Mahpusların, ulusal ve uluslararası mevzuattan doğan en temel haklarını kullanabilmek için birçok
kez açlık grevi, kendini yakma ve intihar tarzı eylemler yapmak zorunda kaldıklarını ve yaptıkları bu eylemler sonucunda yaşamlarını yitirdiklerini, birçok mahpusun ise bu eylemlerden kaynaklı kalıcı hastalıklarla yaşamak zorunda bırakıldığını belirten Kaban, son olarak Konya Ereğli Yüksek Güvenlikli Hapishanesinde bulunan Yakup BRUKANLI isimli mahpusun, Türkiye hapishanelerinde devam eden tecrit ve izolasyon uygulamalarını protesto etmek amacıyla kendisini yaktığını ve sağlık durumunun ağır olduğunu hatırlattı.
“İktidarlar İnsan Haklaı Perspektifinden Uzak Güvenlikçi Poltikalar Uyguluyor”
Ceza ve Tevkifevlerinin en son açıkladığı 01 Kasım 2022 verilerine göre 399 Ceza İnfaz
Kurumunda 331.706 mahpus bulunmakta olduğunu ve bu sayının sürekli olarak arttığını 2002 yılın sonunda bugüne kadar hapishanelerde tutulan mahpus sayısı yaklaşık olarak 5,6 kat arttığını da vurgulayan Kaban “Bu kadar mahpusun hapishanelerde tutulması bile başlı başına büyük bir soruna işaret etmektedir. Uzun bir süredir Türkiye kamuoyunda yer edinen hasta mahpusların tedavi hakkına erişememesi ve hapishanede kalabilecek durumda bulunmayan ağır hasta mahpusların tahliye edilmemesi sorunu da tıpkı hapishanelerde yaşanan diğer tüm ihlallerde olduğu gibi siyasi erkin meseleye insan hakları perspektifinden uzak bir şekilde oluşturduğu güvenlikçi politikalarla bakmasından kaynaklanmaktadır.
“Hapishanelerde 651’i Ağır Olmak Üzere 1517 Hasta Mahpus Var”
Kaban “İnsan Hakları Derneği’nin tespit edebildiği kadarıyla 29 Nisan 2022 tarihi itibariyle Türkiye hapishanelerinde 651’i ağır olmak üzere 1517 hasta mahpus bulunmaktadır.

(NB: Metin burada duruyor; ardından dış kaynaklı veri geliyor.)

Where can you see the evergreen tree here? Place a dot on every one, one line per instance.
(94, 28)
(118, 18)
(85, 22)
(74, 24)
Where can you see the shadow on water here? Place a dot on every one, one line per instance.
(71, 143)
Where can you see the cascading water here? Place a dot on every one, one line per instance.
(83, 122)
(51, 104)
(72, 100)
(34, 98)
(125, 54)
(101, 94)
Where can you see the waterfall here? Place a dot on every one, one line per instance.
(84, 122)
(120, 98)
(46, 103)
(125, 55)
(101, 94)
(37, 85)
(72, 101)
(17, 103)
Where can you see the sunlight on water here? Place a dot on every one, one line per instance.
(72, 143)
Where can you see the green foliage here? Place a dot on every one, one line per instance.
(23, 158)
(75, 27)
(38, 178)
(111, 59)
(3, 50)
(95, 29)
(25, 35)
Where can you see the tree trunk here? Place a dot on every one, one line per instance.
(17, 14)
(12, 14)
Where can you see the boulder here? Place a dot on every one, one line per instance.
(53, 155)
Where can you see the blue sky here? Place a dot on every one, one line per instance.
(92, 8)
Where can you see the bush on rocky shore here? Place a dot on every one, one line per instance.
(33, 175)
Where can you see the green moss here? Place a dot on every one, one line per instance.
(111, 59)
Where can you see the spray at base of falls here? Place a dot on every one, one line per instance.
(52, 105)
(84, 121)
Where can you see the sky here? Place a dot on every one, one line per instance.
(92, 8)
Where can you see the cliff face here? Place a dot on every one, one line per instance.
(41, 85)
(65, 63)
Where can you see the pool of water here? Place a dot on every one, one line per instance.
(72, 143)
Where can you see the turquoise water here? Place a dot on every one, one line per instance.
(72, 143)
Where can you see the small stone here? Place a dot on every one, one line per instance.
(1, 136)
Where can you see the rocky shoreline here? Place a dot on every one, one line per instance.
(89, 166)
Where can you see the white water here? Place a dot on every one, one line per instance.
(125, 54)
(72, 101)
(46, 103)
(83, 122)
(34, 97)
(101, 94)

Özellikle tek başına yaşamını idame ettiremeyecek düzeyde hastalığı ilerlemiş olan mahpusların
hapishanede geçirdikleri her bir günün kendileri ve aileleri açısından işkence ve kötü muamele
yasağının ihlaline neden olduğunu belirtmek isteriz. Mahpusların doğuştan veya sonradan başlayan
hastalıkları hapishane koşullarında yeterli ve düzenli bir tedavi yöntemi bulunmaması nedeniyle
ilerlemekte ve yaşam hakkının ihlaline varan sonuçlar ortaya çıkarmaktadır” dedi.
“Hastalığın Tedaviye Cevap Veremeyeceği Derecede Hastayı Tahliye Etmek Yaşam Hakkı İhlalidir”
Hastalığın artık tedaviye cevap veremeyeceği derecede ilerlemesi akabinde savcılıklar tarafından mahpuslarla ilgili verilen infaz erteleme kararlarının bir anlamı kalmadığını vurgulayan Kaban, “Derneğimiz başvurucusu ve hasta mahpus listemizde bulunan Bedri Çakmak ve Ehettin Kaynar isimli mahpuslar hastalıkları nedeniyle infazlarının ertelenmesi ile tahliye edilmiş ancak tahliye edilmelerinden çok kısa bir süre sonra hayatlarını kaybetmişlerdir. Türkiye hapishanelerinde yaşanan ihlallerin her biri yasal değişiklik, personel eğitimi ve sıkı denetim uygulamaları gibi basit adımlarla önlenebilir ihlallerdir” dedi.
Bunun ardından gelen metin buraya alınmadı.